In case you have ever been interested into how to display Pascal's triangle in F#, here is a solution! Went with a little bit of a different approach than usual since F# is a functional language.

``````
// Here is the general strategy I went with:
//
// Example, starting with the second row:
// previous row = 1 | 1
//
// Using the previous row, append a 0 to the beginning (so [1 | 1] becomes [0 | 1 | 1])
//   and combine with the same sequence, but with a zero stuck on the end (so [1 | 1] becomes [1 | 1 | 0])
//
// Sequence 1:    0 | 1 | 1
// Sequence 2:    1 | 1 | 0
//
// Now sum the values together which are at the same index
//
//                0 | 1 | 1
//              + 1 | 1 | 0
//              -----------
//                1 | 2 | 1
//
// We can do this recursively from each row, to get the next row
//
//  1
//      0 | 1
//    + 1 | 0
//    -------
//      1 | 1
//             0 | 1 | 1
//           + 1 | 1 | 0
//           -----------
//             1 | 2 | 1
//                        0 | 1 | 2 | 1
//                      + 1 | 2 | 1 | 0
//                      ---------------
//                        1 | 3 | 3 | 1
//                                       0 | 1 | 3 | 3 | 1
//                                     + 1 | 3 | 3 | 1 | 0
//                                     -------------------
//                                       1 | 4 | 6 | 4 | 1
//
// The results leave us with pascal's triange
//
//         1
//       1 | 1
//     1 | 2 | 1
//   1 | 3 | 3 | 1
// 1 | 4 | 6 | 4 | 1
//``````

Knowing all of that, here is the F# which gets it all done. By the way, the reason for using BigIntegers ( [0I] <- the I means BigInteger) is because these number grow very large, very quickly.

``````
let pascalshelper previousRow =
// Create a sequence with a zero prepended
let leftseq = seq {yield 0I; yield! previousRow}
// Create a sequence with a zero appended
let rightseq = seq {yield! previousRow; yield 0I}
// Zip up the two sequences by adding the values together at each index
Seq.map2 (fun a b -> a + b) leftseq rightseq |> Seq.toList

let rec pascals depth =
// Base case is the first row, which just has a single item
let currentRow = match depth with
| 1 -> [ 1I; ]
| _ -> pascals(depth - 1) |> pascalshelper
// Print out the list
printfn "%A" currentRow
currentRow

[<EntryPoint>]
let main argv =
pascals 10 |> ignore
0 // exit 0``````

Here is a bit shorter (mostly because I made the variable/function names shorter) solution which does the exact same thing, but is a little harder to follow. Also, instead of using "yield", Seq.append can be used to concatenate two arrays.

``````
let h l =
Seq.map2 (fun a b -> a + b) (Seq.append [0I] l) (Seq.append l [0I]) |> Seq.toList

let rec p x =
let r = match x with
| 1 -> [1I]
| _ -> p(x - 1) |> h
printfn "%A" r
r

[<EntryPoint>]
let main argv =
p 10 |> ignore
0``````

There you have it!
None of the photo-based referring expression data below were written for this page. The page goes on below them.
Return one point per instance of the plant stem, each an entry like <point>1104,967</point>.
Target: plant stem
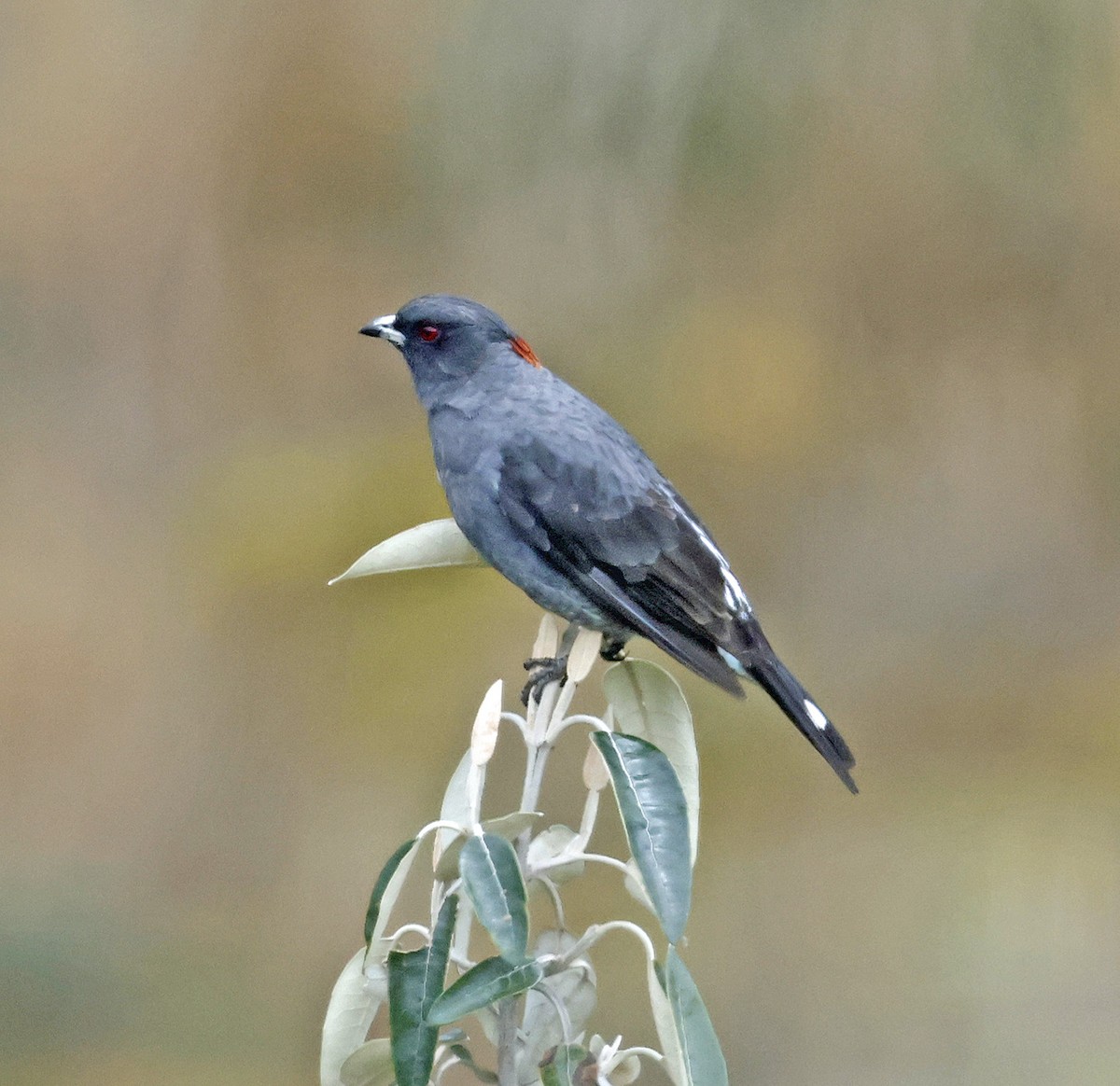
<point>508,1042</point>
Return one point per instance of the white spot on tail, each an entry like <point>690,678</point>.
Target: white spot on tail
<point>816,716</point>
To show a comparison, here is the same thing in C#

``````
class Program
{
static BigInteger[] PascalsHelper(BigInteger[] previousList)
{
var zero = new[] { new BigInteger(0) };
var leftSide = zero.Concat(previousList);
var rightSide = previousList.Concat(zero);

var result = new BigInteger[previousList.Length + 1];

using (var leftEnum = leftSide.GetEnumerator())
using (var rightEnum = rightSide.GetEnumerator())
{
// We know the length of the enumerables, so no need to bounds check the MoveNext() calls.
for(var i = 0; i < result.Length; i++)
{
leftEnum.MoveNext();
rightEnum.MoveNext();
result[i] = leftEnum.Current + rightEnum.Current;
}
}

return result;
}

static BigInteger[] Pascals(int depth)
{
var current = 1 == depth ? new[] { new BigInteger(1) }
: PascalsHelper(Pascals(depth - 1));
Console.WriteLine(String.Join(" ", current));
return current;
}

static void Main(string[] args)
{
Pascals(10);
}
}``````

The solution doesn't seem very "C#" to me. But it works!